DUST RISES FROM FIELDS, clouding the air as combines rake through rows of dry soybeans.

Combines comb corn rows, too, in this season of harvest in southern Minnesota.

Take a drive in the countryside these days and you will observe farmers hard at work, bringing in the crops.

As October moves to mid-month, a sense of urgency presses into long days in the field. By 7 pm, darkness envelopes the land and farm machinery still moves, like a mammoth beast lumbering across acres of corn and soybeans, eyes aglow.

It is in this season of harvest that I feel a bit melancholy, missing my once close connection to the land. The scent of earth. The view of acres and acres and acres of crops drying to muted hues, visual evidence of a farmer’s work. The sound of combines roaring. The taste of dust and dirt. Golden orbs of soybeans sifting between fingers spread wide.

While I once experienced all those first-hand on my childhood farm in southwestern Minnesota, today I feel an outsider looking in. Watching. Remembering. Feeling grateful for the years I lived on a farm, never realizing then just how much those days would mean to me later in life.

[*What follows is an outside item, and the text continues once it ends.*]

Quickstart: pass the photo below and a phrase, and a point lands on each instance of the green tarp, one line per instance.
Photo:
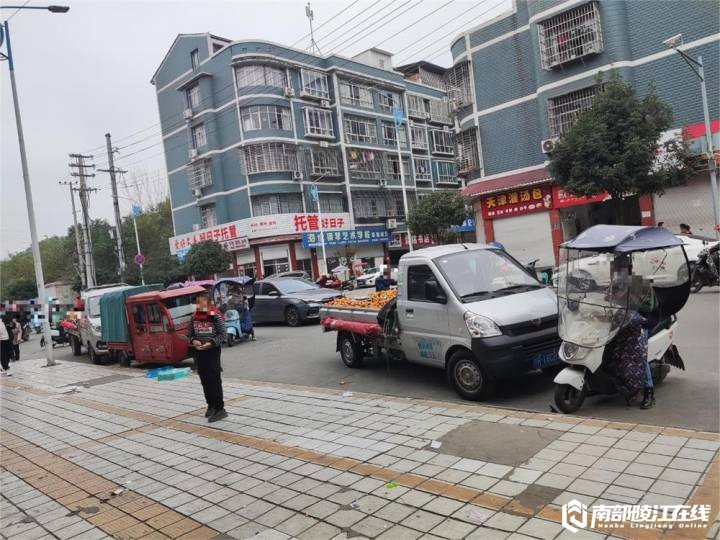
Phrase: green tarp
(113, 318)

Each autumn I yield to the call of harvest. I reconnect to the land. Observing. Recalling. Missing my farmer dad and my Uncle Mike, a bachelor farmer who lived the next farm place over to the east. They are decades gone now, their final harvests long-finished.

These emotions rush like a blustery October wind into my thoughts as winter approaches. As harvest continues, as seasons pass and life goes on.

TELL ME: Do you go for country drives to view the harvest? Or, if you live in a city, how do you celebrate autumn? I’d like to hear, wherever you live. I welcome harvest memories also.